One, for Marinol, says, “may cause psychiatric and cognitive effects and impair mental and/or physical abilities. Avoid use in patients with psychiatric history.” A warning for Epidiolex says use may cause liver damage, “somnolence and sedation, suicidal behavior and ideation.”

Would such consumer warnings accompany recreational marijuana? Hagan notes there would be no such tight regulation of recreational weed or its inclusion in “edibles,” which he says causes “a disproportionate number of pediatric admissions” to hospitals.

It’s not just the young who are at risk. Colorado’s rate of suicide among veterans is “significantly higher than the national rate,” says a 2021 article, adding that the upward trend in Colorado “seems to mirror the increased commercialization of marijuana …”

What’s the harm in just having a vote? For one thing, Hagan says, “We don’t let people vote about whether heroin should be legal, and (modern marijuna) is just as potent as as heroin.”

For another thing, Hagan says the “mainstream” media can’t be trusted to properly inform voters of marijuana’s personal and societal impact. And for another thing, Hagan says he and other medical professionals willing to speak against legalized marijuana – while so many stay silent – are badly outgunned by the billion-dollar industry.

“We’re just being overwhelmed. We’re overwhelmed by money,” he says.

“What we need,” says Murphy, “are the people who have the evidence that it’s harmful to come out of the woodwork.”

In the meantime, voters should be careful what petitions they sign, Hagan says – especially since it’s difficult to establish whether canvassers are giving petition signers accurate information. The issue must be clearly spelled out on the petition form, however.
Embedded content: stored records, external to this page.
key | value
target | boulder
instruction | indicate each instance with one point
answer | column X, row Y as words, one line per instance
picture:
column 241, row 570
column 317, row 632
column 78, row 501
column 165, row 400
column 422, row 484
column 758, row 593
Missouri law allows petition circulators, many of whom are paid, to be from out of state – and to register after collecting signatures. In contrast, Arizona law requires pre-registration of paid and out-of-state canvassers. Moreover, Arizona says, “Anyone circulating a candidate petition or an initiative or referendum petition must meet the qualifications to register to vote in Arizona.”

Missouri’s loose regulations on collection of initiative signatures means the state’s voters desperately need to educate themselves on the issues – particularly one as fraught with risk as recreational marijuana, Hagan says.

Legal Missouri 2022 needs signatures of 8% of those who voted in the last gubernatorial election, coming from at least six of the state’s eight congressional districts. That amounts to about 170,000 valid signatures. Legal Missouri says it has 200,000.

Still, the Missouri Secretary of State’s office says that “even the best-organized petitions have historically lost about 20% of their submitted signatures to invalidation, if not more.” And historically, Missouri marijuana petitions have seen 40% or more of their signatures invalidated.